Аннотация: Публикуется стихотворение известного английского поэта Уолтера де ла Мара, аллегорично рисующего современные ему социальные отношения в стиле, похожем на прозаические произведения Оруэла.
Уолтер де ла Мар Gloria Mundi - Мирская Слава
На бойком берегу я, сам себе не веря,
в каких-то испарениях со дна
вдруг увидал чудовищного зверя:
он, будто, только пробудился ото сна
и с диким ужасом глядел кругом,
как будто с нашим миром не знаком.
Зверь этот в лапе - вроде хищной птицы -
себя, как в образе гагатовом, вознёс,
другою лапой вздумав откреститься
от всех его ночных ужасных грёз.
Он трясся. Успокоиться не мог,
сбивая грязь и прах со слабых ног.
Он раздражён был вечной недостачей.
Еда казалась жвачкой из камней,
но взгляд его похож был на собачий,
так всякий корм притягивал сильней.
Любой кусок ему был слишком мал.
Он судорожно челюсти сжимал.
Ему казалось, будто грозной тенью
над берегом висят враждебные полки.
И потому он, посреди гниенья,
забушевал от гнева и тоски,
в мечтах спасти свой жалкий уголок,
сполна загадив в быстрый срок.
Казалось, странен поиск наслажденья
в бессмысленном борении страстей.
Но будто ветер дунул в подкрепленье,
и бодр был крик шальных его детей.
Так эхо зверской ярости ушло.
Вдруг стало на душе его светло.
Но место, где лежал, бесплодно было.
И чудный Рай был где-то вдалеке.
В любых сердцах нашлось бы больше силы
не у трясин, а где-то на реке,
текущей к морю через те поля,
где всюду тис, где рощи миндаля.
Но вдруг, сквозь зелень, я узрел верёвку,
что опоясывала зверя целиком,
надетую безжалостно и ловко,
связавши шею накрепко с хвостом.
Как оказалось, был там и пастух.
К страданьям зверя был он слеп и глух.
Меня дивили мощь и ярость зверя,
страдавшего в ужасной кабале,
что в страхе жил, в спасение не веря
и крылья распластавши на земле.
Над местом диких мук настала ночь,
и страж заснул, не вздумавши помочь.
Walter de la Mare Gloria Mundi
Upon a bank, easeless with knobs of gold,
Beneath a canopy of noonday smoke,
I saw a measureless Beast, morose and bold,
With eyes like one from filthy dreams awoke,
Who stares upon the daylight in despair
For very terror of the nothing there.
This beast in one flat hand clutched vulture-wise
A glittering image of itself in jet,
And with the other groped about its eyes
To drive away the dreams that pestered it;
And never ceased its coils to toss and beat
The mire encumbering its feeble feet.
Sharp was its hunger, though continually
It seemed a cud of stones to ruminate,
And often like a dog let glittering lie
This meatless fare, its foolish gaze to sate;
Once more convulsively to stoop its jaw,
Or seize the morsel with an envious paw.
Indeed, it seemed a hidden enemy
Must lurk within the clouds above that bank,
It strained so wildly its pale, stubborn eye,
To pierce its own foul vapours dim and dank;
Till, wearied out, it raved in wrath and foam,
Daring that Nought Invisible to come.
Ay, and it seemed some strange delight to find
In this unmeaning din, till, suddenly,
As if it heard a rumour on the wind,
Or far away its freer children cry,
Lifting its face made-quiet, there it stayed,
Till died the echo its own rage had made.

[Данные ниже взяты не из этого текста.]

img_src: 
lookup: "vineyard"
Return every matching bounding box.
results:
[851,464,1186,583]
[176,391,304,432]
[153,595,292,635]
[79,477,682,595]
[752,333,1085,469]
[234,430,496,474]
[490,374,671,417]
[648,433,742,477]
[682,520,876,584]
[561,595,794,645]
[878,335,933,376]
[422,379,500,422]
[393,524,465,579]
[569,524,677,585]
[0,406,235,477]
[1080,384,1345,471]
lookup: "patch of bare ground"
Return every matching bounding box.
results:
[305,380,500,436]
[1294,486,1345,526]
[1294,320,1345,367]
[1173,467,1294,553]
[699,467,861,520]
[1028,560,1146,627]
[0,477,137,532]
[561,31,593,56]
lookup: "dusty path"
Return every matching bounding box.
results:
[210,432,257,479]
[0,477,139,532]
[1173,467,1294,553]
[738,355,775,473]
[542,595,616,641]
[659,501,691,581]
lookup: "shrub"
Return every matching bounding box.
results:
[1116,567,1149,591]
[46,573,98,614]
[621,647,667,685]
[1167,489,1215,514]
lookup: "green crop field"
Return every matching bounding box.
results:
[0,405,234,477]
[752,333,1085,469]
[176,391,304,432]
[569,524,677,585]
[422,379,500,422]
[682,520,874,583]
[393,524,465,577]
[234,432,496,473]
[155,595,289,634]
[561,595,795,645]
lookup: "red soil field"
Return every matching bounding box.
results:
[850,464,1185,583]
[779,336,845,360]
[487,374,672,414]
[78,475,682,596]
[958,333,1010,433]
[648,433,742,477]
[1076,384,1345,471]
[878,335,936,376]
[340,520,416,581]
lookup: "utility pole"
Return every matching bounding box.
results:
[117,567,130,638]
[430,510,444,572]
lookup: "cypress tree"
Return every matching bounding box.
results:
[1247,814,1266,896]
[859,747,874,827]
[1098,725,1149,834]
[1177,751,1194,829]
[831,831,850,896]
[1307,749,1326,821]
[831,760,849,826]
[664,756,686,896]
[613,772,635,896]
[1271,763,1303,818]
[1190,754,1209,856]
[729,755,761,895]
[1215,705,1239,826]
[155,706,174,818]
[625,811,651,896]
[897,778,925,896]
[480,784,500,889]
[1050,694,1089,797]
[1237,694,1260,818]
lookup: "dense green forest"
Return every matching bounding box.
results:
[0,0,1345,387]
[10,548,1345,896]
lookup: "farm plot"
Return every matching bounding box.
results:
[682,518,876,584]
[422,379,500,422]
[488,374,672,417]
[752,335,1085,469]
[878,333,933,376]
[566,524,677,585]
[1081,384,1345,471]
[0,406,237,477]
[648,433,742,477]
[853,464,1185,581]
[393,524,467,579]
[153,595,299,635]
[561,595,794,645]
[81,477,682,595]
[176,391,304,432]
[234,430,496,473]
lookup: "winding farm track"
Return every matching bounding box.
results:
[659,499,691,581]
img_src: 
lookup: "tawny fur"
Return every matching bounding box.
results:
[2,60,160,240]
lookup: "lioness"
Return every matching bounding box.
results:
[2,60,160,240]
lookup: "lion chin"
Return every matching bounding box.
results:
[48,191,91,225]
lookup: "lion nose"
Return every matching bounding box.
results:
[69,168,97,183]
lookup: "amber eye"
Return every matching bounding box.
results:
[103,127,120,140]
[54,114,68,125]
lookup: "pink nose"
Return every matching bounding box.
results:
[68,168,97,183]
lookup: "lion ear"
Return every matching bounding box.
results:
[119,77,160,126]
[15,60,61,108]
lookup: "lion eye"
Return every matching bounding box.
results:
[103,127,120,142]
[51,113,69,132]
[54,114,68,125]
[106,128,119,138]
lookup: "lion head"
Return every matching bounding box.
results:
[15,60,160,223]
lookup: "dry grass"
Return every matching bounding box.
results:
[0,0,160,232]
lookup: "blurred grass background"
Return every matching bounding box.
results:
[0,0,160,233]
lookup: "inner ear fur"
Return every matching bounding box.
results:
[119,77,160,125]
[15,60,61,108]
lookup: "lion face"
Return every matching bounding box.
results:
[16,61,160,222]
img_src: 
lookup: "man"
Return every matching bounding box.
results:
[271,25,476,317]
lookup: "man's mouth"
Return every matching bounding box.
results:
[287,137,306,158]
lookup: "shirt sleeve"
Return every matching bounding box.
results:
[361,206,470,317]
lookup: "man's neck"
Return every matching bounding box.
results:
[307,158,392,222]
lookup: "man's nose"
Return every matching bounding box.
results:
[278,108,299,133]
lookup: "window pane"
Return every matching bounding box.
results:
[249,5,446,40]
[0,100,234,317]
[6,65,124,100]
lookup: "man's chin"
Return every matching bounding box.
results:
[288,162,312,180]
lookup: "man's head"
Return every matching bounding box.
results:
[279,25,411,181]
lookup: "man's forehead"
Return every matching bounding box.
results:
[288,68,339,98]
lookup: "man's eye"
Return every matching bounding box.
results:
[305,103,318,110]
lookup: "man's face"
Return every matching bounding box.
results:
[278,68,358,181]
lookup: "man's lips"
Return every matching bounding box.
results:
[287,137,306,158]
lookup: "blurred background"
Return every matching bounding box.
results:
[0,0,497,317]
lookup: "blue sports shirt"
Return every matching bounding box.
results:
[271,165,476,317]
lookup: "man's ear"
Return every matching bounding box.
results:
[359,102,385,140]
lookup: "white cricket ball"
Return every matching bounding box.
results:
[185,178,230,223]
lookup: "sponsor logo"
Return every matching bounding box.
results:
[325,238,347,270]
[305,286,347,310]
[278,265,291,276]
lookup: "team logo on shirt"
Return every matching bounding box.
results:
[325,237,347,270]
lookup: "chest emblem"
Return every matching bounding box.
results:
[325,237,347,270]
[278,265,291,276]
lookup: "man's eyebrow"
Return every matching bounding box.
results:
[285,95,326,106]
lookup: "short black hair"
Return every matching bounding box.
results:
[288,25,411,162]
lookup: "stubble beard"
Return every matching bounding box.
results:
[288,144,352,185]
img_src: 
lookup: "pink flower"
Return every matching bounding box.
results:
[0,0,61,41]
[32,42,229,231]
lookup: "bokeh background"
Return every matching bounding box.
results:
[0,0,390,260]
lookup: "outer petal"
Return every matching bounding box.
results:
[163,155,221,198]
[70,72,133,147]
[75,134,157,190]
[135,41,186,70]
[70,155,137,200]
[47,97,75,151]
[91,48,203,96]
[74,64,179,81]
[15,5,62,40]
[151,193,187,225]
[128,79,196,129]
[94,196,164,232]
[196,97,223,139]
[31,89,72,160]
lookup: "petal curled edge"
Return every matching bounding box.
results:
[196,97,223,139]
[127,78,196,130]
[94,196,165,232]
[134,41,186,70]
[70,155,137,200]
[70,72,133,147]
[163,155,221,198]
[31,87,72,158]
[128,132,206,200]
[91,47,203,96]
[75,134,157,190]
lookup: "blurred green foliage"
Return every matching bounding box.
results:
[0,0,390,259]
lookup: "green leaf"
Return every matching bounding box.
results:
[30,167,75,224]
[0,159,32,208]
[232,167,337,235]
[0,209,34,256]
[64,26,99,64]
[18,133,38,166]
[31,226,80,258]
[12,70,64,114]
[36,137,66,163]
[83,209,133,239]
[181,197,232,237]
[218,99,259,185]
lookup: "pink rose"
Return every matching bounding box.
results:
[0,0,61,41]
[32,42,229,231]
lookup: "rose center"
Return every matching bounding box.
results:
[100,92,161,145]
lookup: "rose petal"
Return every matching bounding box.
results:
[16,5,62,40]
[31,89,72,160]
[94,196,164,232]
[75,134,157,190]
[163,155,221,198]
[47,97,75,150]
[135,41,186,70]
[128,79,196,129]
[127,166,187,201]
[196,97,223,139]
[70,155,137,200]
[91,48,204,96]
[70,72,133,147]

That place alone was barren where it lay;
Flowers bloomed beyond, utterly sweet and fair;
And even its own dull heart might think to stay
In livelong thirst of a clear river there,
Flowing from unseen hills to unheard seas,
Through a still vale of yew and almond trees.
And then I spied in the lush green below
Its tortured belly, One, like silver, pale,
With fingers closed upon a rope of straw,
That bound the Beast, squat neck to hoary tail;
Lonely in all that verdure faint and deep,
He watched the monster as a shepherd sheep.
I marvelled at the power, strength, and rage
Of this poor creature in such slavery bound;
Fettered with worms of fear; forlorn with age;
Its blue wing-stumps stretched helpless on the ground;
While twilight faded into darkness deep,
And he who watched it piped its pangs asleep.